When the public appeared next day (Saturday) claiming admission, the crowd before the Hospital gates in the morning simply overwhelmed the police. As it grew and gathered, the press became unbearable, and a surging mass of spectators fought and struggled with each other for their lives. Yells of agony rent the air; men and women were knocked down, or fell fainting for want of breath. Screaming children were held aloft in the air to escape suffocation by mothers, who themselves disappeared every minute in the struggle. A great cloud of steam exhaled from the heaving multitude, and far and near the approaches were impassable. After some time the police, reinforced by soldiery, gained control over the crowd, and some 50,000 persons then passed through the hall. On Monday better arrangements prevailed, and 50,000 persons passed the body with the greatest ease. On Tuesday 60,000, and on Wednesday 65,000 persons were admitted. On Saturday three persons, and on Tuesday two, perished in the crush.

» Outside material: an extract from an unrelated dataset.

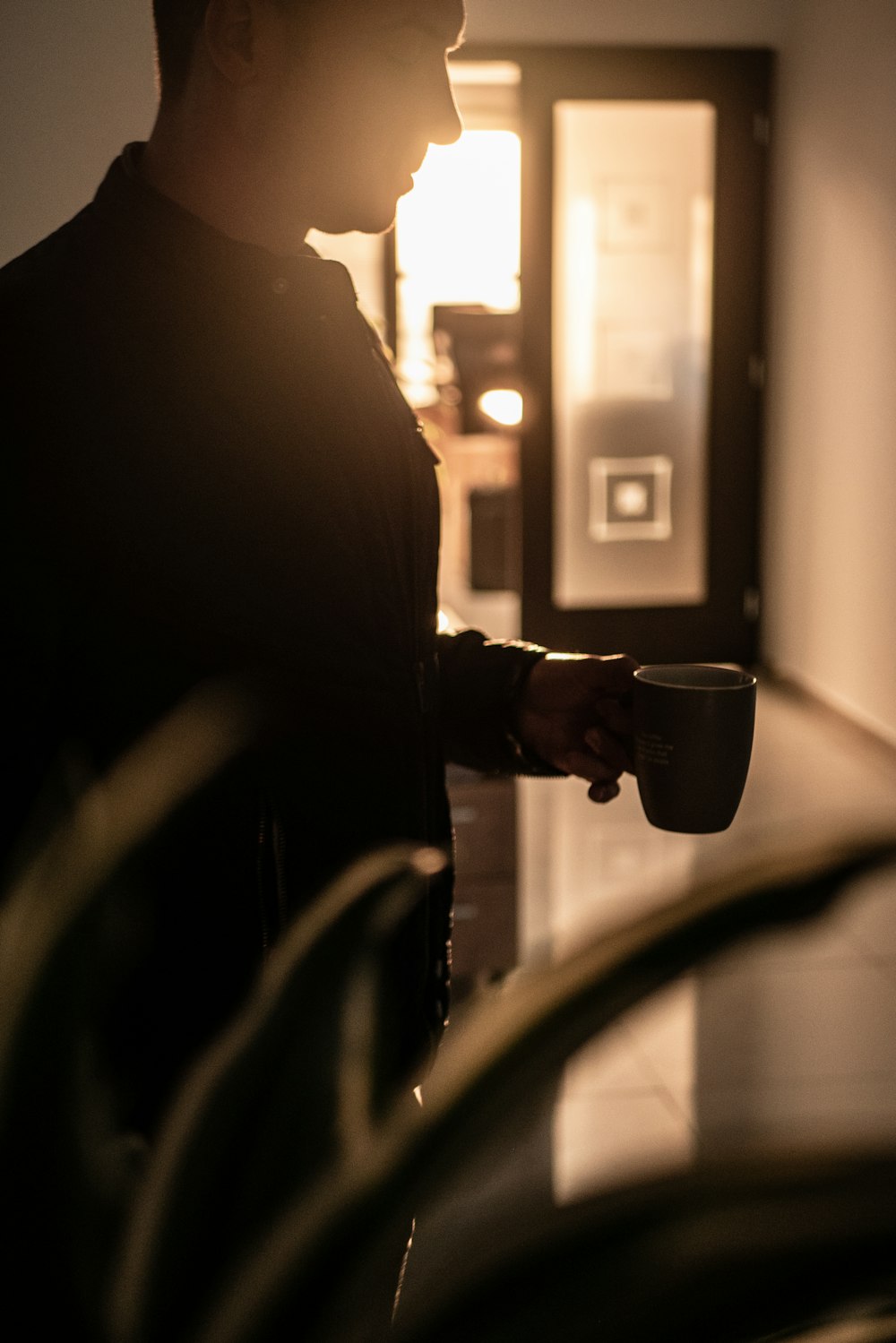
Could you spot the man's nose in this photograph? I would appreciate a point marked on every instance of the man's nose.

On Wednesday a squadron of cavalry conveyed the corpse to the Horse Guards.

As it became clear that the day of the funeral (the 18th of November) would be kept as one of almost religious solemnity, and that no business would be done in London, the Bills of Exchange and Notes (Metropolis) Bill was passed quickly through Parliament. It enacted that bills falling due on the 18th of November should become payable and be presented on the 17th, but that, if paid before 2 p.m. on the 19th, they should not be subject to charges for notarial protest.

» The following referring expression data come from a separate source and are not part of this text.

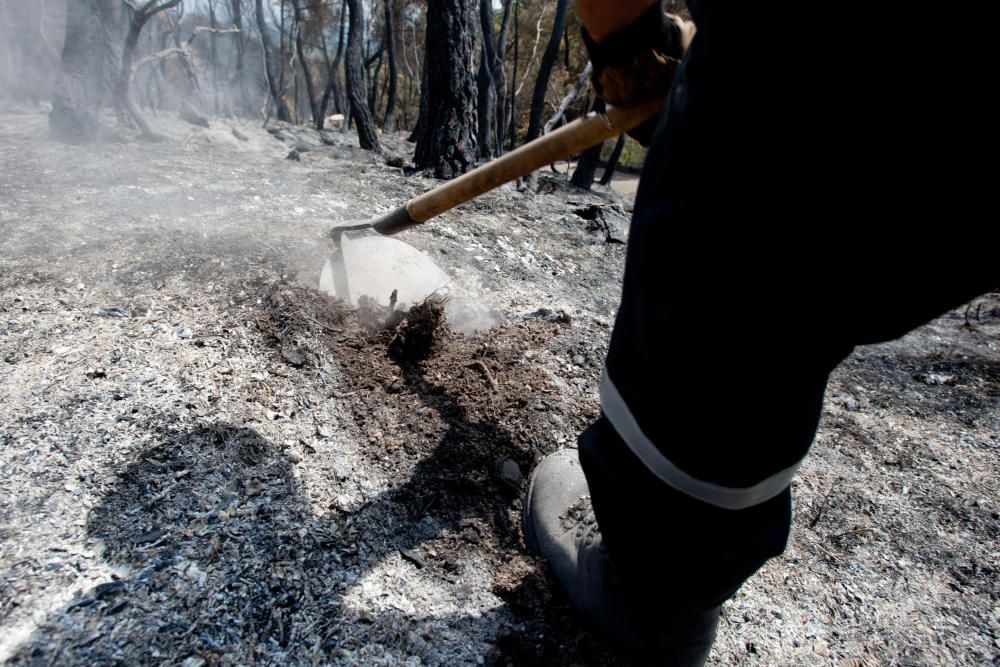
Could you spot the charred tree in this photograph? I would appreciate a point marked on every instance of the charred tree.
(239, 80)
(616, 154)
(389, 120)
(332, 89)
(273, 87)
(362, 115)
(486, 106)
(300, 50)
(448, 144)
(513, 84)
(421, 125)
(500, 77)
(545, 71)
(586, 168)
(138, 19)
(85, 72)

On the morning of the 18th of November the great funeral pageant, which Charles Dickens irreverently termed “a masquerade dipped in ink,” passed to St. Paul’s, through streets draped in black. Heavy rain and biting wind did not prevent spectators from perching themselves all through the preceding night on every spot where a glimpse of the procession could be obtained. Windows, roofs of houses, porticoes, balconies, every “coign of vantage” were covered with mourners. A million and a half of spectators gazed at the procession, and few ever forgot the strange and sudden silence into which the multitude was everywhere hushed, when the head of the column appeared, led by the dark, frowning masses of the Rifle Brigade, marching to the beat of muffled drum and the wail of the “Dead March” in Saul. Solemnly,

“Sad and slow,
As fits an universal woe,”

one of the most wondrous of military pageants filed past to the strains of mournful martial music. When the car with the remains of the Duke appeared, a thrill of sorrowful emotion surged through the crowd at each point of the route, as they saw “warriors carry the warrior’s pall.” Strange unutterable thoughts were aroused at the sight of the narrow and curiously emblazoned tenement which contained all that Time and Death had left of him who had overcome the master of modern Europe, but who, in turn, had himself fallen before a Conqueror unconquerable by the mightiest. To this exaltation of feeling succeeded an outburst of homely grief when the Duke’s favourite charger, led by his venerable groom, appeared following his master’s coffin. When the procession came to Temple Bar it was received by the Lord Mayor and Corporation, and at ten minutes to twelve it reached St. Paul’s.